JuliaText / WordTokenizers.jl

High performance tokenizers for natural language processing and other related tasks
Other
96 stars 25 forks source link

Sentence Splitters: no sentence break in between two words with no punctuation #62

Open dhruvil410 opened 3 years ago

dhruvil410 commented 3 years ago

Fix #60 We can also fix the issue by replacing \n by space at starting, when we get sentences, means we can add sentences=replace(sentences, r"\n" => Base.SubstitutionString(" ")) this line at starting of function rulebased_split_sentences(sentences). We can also add different characters other than alphanumeric in committed code. Which is better way to fix this issue? or any suggestions other than this.
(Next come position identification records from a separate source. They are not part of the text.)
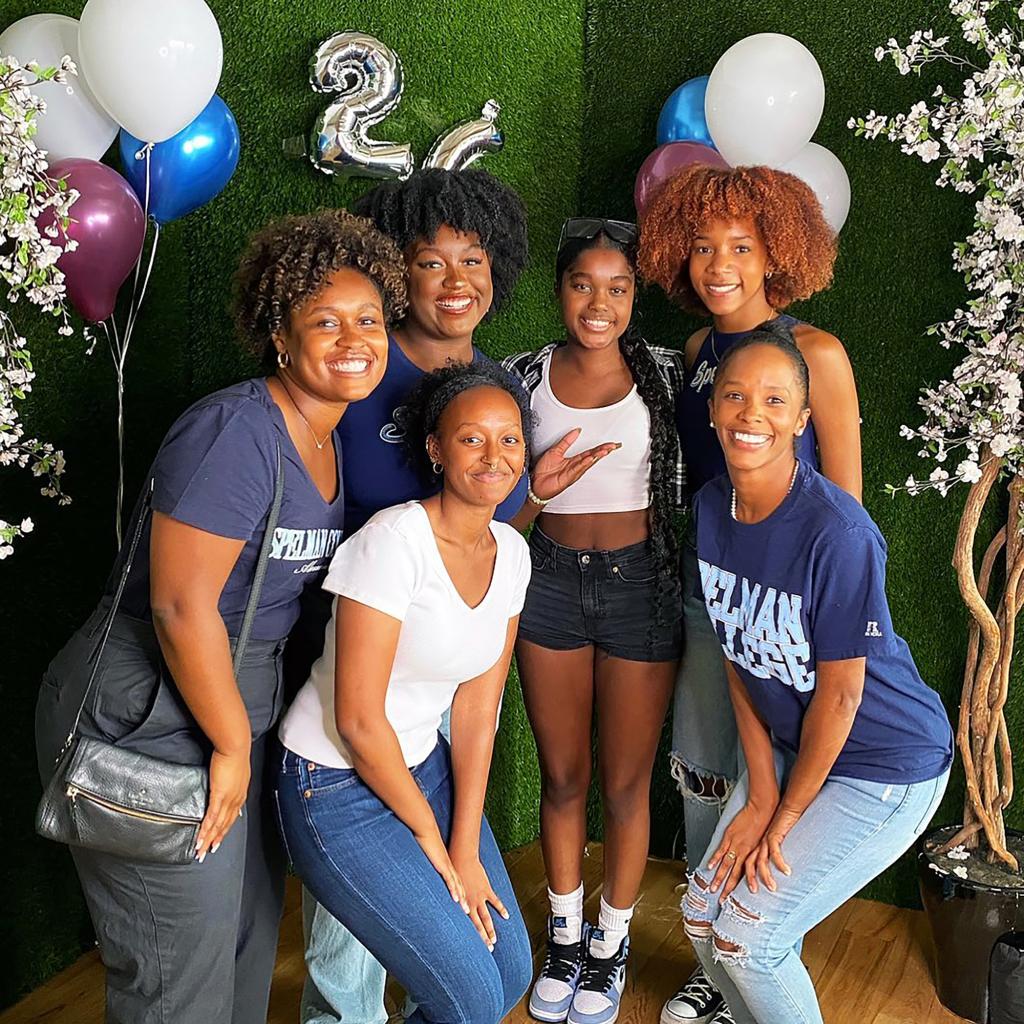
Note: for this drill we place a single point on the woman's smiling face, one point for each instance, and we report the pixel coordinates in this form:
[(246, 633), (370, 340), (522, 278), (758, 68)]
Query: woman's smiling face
[(596, 295), (727, 265), (758, 407), (450, 286)]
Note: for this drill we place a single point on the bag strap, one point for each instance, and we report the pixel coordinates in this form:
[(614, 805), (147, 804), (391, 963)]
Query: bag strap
[(251, 605)]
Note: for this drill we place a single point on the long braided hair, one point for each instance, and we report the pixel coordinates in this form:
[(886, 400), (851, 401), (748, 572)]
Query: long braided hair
[(664, 438)]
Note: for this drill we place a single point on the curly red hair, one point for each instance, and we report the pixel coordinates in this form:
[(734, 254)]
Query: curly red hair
[(801, 246)]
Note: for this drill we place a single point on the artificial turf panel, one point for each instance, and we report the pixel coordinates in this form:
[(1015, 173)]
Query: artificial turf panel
[(581, 87)]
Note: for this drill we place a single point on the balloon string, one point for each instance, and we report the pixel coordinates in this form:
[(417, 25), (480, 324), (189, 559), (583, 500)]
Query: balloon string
[(142, 154), (118, 353), (137, 302)]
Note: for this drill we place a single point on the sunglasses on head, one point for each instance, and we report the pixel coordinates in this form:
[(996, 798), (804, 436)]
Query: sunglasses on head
[(623, 231)]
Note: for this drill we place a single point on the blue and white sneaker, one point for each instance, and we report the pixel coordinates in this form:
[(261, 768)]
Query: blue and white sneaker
[(601, 984), (556, 984)]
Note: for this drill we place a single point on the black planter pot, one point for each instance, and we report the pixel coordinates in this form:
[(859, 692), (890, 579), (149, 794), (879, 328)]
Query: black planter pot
[(967, 920)]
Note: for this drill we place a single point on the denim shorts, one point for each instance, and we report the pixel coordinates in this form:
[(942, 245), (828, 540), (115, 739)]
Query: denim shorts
[(609, 599)]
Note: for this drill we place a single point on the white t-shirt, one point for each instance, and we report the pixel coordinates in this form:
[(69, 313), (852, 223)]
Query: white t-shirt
[(393, 564)]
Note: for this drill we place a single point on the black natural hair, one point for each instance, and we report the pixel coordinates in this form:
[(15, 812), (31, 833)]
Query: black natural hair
[(664, 438), (471, 202), (424, 406), (775, 335)]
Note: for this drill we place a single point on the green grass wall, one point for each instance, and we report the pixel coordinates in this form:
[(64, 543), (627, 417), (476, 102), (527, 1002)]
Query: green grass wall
[(581, 87), (456, 55)]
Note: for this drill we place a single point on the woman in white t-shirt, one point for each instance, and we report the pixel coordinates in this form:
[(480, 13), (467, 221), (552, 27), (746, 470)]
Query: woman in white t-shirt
[(383, 820)]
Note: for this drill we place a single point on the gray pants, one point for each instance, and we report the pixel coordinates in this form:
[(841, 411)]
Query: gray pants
[(182, 943)]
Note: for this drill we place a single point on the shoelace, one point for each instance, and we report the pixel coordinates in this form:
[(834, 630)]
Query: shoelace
[(698, 986), (598, 974), (561, 962)]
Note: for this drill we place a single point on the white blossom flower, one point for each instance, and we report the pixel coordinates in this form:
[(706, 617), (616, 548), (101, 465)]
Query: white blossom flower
[(29, 197)]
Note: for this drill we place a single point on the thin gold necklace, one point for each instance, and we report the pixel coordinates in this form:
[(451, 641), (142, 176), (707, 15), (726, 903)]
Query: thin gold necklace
[(793, 480), (320, 443)]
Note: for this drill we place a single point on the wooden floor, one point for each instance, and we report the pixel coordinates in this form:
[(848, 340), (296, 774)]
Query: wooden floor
[(867, 960)]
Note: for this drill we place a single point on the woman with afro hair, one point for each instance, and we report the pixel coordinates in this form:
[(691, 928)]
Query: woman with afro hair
[(464, 238), (739, 246), (197, 942)]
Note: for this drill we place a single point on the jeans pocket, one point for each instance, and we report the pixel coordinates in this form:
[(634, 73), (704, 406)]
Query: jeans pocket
[(638, 573), (281, 826)]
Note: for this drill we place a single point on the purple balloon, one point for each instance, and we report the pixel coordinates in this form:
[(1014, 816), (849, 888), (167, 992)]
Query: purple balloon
[(665, 162), (109, 225)]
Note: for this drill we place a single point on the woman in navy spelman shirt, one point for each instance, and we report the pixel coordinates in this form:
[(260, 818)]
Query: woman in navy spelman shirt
[(315, 295), (848, 751)]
triztian commented 3 years ago

I think perhaps adding tests would help in making this fix more robust, also since it'd be changing the output of the function, maybe make it an optional keyword arg so that those that need it to behave that way enable the behavior explicitly rather than it changing all of the sudden.
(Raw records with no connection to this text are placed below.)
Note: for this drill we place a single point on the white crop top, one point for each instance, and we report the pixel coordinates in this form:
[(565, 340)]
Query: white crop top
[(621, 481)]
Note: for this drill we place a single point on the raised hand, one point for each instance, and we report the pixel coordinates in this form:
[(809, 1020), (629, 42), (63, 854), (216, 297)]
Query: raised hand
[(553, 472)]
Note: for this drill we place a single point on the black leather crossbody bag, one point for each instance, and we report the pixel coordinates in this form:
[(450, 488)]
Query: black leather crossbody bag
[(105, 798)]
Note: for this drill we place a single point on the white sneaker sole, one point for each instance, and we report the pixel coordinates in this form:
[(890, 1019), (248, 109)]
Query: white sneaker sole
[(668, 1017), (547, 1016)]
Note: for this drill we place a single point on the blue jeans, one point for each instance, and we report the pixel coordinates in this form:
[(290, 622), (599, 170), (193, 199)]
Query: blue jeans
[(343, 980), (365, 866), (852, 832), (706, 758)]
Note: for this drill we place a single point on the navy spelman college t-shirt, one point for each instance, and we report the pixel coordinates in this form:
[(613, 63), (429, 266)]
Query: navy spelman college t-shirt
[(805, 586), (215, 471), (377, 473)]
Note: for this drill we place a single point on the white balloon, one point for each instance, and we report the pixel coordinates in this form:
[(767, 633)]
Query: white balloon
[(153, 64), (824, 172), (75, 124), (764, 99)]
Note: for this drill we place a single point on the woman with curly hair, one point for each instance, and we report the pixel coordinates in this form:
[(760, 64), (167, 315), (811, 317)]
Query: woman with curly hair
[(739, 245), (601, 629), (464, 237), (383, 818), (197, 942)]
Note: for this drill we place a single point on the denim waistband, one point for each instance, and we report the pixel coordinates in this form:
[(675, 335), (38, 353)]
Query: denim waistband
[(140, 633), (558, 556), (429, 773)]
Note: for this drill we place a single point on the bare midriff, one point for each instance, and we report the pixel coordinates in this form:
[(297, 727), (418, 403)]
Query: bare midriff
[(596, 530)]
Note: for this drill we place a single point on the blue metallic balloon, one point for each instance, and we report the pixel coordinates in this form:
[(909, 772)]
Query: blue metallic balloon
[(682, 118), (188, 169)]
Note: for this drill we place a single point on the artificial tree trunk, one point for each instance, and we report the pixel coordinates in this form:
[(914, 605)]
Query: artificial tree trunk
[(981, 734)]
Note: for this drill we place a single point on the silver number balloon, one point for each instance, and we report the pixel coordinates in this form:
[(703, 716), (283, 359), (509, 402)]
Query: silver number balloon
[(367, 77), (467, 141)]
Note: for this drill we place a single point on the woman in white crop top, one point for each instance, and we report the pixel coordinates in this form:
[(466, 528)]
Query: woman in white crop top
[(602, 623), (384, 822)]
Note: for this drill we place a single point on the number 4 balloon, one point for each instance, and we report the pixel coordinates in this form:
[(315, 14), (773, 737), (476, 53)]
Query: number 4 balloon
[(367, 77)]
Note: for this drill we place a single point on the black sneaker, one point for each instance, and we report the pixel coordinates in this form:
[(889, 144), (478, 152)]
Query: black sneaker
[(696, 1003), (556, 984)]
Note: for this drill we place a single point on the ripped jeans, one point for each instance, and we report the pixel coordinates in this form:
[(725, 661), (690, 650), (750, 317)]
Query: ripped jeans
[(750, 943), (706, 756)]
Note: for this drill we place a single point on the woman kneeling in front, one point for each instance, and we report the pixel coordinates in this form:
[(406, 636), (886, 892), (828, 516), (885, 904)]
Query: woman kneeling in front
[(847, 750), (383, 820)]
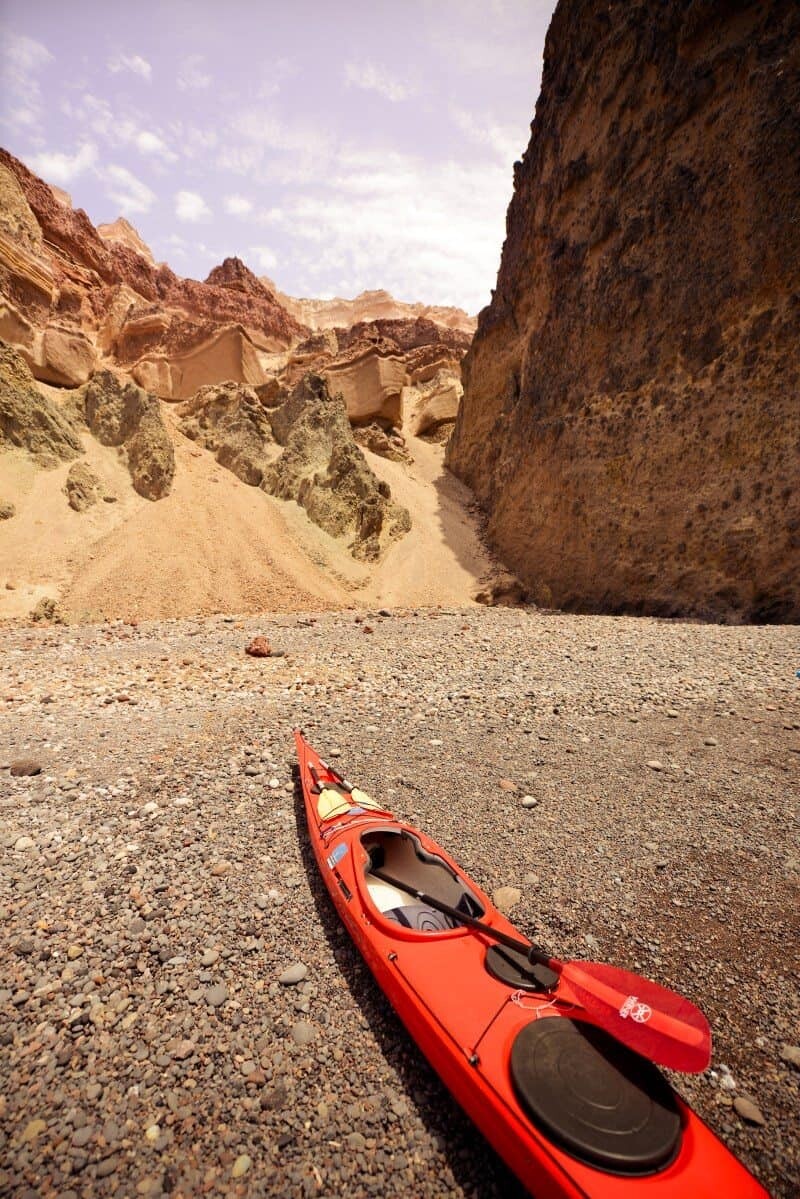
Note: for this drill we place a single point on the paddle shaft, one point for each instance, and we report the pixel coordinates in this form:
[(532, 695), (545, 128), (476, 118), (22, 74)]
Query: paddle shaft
[(529, 951)]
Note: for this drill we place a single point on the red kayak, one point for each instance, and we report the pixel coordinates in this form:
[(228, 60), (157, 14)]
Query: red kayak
[(525, 1047)]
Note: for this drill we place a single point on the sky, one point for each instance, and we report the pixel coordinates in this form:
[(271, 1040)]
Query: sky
[(334, 145)]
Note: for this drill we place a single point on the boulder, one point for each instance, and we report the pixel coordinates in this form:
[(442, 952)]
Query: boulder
[(82, 487), (232, 421), (438, 405), (65, 357), (371, 386), (124, 415), (202, 357), (28, 420), (323, 470), (388, 443)]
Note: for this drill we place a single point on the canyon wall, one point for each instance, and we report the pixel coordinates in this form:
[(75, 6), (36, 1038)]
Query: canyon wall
[(631, 415)]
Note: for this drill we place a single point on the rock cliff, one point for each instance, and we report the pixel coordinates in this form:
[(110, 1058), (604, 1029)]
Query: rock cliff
[(368, 306), (631, 417)]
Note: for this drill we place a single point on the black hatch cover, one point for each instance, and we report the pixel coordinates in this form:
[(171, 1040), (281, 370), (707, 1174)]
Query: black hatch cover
[(597, 1100)]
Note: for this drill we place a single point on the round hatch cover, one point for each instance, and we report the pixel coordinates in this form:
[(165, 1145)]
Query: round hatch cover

For example updating rulebased_split_sentences:

https://github.com/JuliaText/WordTokenizers.jl/blob/d181905784f1130ef601f1a80a7f5b8065a4404a/src/sentences/sentence_splitting.jl#L1

So that it can be called like this:

rulebased_split_sentences(sentence, collapse_newlines=true)

So that multiple newlines are reduced to 1 newline and single newlines removed.

dhruvil410 commented 3 years ago

I have no idea about checks. Why didn't code pass checks?